The drama is relocated to modern-day Iraq, where a Christian community hangs on against the odds. Their church has been bombed and the monks and congregation valiantly soldier on. Meanwhile, the renegade Klingsor, though still a closet Christian, as suggested by his secret shrine of crucifixes, gives the outward impression of having converted to Islam and his flowermaidens divest themselves of black Islamic dress to become exotic seductresses. The church is little more than a ruined shell by Act III and the members of all three Abrahamic religions have sought mutual protection.
Yet with Parsifal’s final healing of Amfortas’ wound, all their religious artefacts and symbols are consigned to Titurel’s open coffin as the people walk off together to a post-religious future. This is very much what Wagner had in mind, going back to his reading of Feuerbach and Schopenhauer, that salvation would come by moving beyond reliance on religion. This manner of staging the work’s conclusion, indeed, has become a common solution of Parsifal productions in recent times, and there were further reminiscences from previous conceptions here, for instance the brutal opening of Amfortas’ wound and sharing of his blood in the ritual of Act I, as well as Amfortas’ unscripted appearance to re-experience his liaison with Kundry in Act II.

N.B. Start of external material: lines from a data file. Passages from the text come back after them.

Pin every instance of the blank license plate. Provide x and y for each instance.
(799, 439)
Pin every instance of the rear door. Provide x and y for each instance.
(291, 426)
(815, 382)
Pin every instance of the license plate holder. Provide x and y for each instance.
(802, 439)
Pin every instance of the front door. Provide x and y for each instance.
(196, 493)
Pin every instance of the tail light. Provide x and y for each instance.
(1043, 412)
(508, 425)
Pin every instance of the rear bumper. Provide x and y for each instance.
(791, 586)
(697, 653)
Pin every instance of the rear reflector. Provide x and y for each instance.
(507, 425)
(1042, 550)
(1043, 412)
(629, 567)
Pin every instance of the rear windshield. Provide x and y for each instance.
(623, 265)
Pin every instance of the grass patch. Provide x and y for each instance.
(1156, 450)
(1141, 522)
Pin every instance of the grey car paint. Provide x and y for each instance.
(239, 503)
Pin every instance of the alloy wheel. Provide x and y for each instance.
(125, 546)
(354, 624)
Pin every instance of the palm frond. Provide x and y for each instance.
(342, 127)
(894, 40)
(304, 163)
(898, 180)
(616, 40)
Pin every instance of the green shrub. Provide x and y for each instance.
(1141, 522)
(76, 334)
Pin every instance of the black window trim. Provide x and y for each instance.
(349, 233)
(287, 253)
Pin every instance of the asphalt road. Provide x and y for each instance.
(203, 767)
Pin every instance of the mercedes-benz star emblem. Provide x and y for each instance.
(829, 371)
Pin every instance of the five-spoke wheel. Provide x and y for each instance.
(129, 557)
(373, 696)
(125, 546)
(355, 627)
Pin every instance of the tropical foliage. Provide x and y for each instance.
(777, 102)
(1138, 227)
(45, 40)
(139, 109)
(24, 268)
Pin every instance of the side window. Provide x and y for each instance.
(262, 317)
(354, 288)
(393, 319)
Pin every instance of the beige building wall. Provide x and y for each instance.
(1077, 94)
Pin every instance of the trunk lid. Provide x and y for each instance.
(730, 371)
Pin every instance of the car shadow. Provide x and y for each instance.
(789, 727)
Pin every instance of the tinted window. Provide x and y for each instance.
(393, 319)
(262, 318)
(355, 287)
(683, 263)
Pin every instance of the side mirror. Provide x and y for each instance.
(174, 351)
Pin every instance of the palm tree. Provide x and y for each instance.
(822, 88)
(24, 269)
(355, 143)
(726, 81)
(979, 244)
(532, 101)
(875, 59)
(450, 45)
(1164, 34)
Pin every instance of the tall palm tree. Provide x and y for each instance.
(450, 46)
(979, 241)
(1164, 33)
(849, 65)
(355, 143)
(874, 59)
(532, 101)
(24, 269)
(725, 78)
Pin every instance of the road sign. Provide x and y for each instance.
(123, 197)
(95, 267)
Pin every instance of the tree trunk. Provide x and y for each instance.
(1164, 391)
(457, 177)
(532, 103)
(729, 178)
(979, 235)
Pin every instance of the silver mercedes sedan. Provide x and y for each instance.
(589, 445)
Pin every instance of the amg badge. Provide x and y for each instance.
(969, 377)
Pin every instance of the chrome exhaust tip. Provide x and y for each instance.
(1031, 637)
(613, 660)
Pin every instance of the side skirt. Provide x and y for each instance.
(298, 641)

“Here time becomes space,” as Gurnemanz describes the domain of the Grail to Parsifal, and during the first act’s transformation music, a projected video zooms out from the centre of the church roof to the furthest reaches of the cosmos and back again (hence, also, we can identify the location as Mosul thanks to the satellite image en route). Admittedly, the English ‘space’ pun may not work in German so can be seen as coincidental, but it proved a stunning visual interlude. The comparable scene change in Act III was accompanied by visions of the deaths of Kundry and Titurel, as well as – for no apparent reason – Wagner’s death mask. One other unexplained element is a static seated figure on the church roof in Acts I and II, who is then seen collapsed and dead at the end of Act III. Perhaps it was Wagner after all.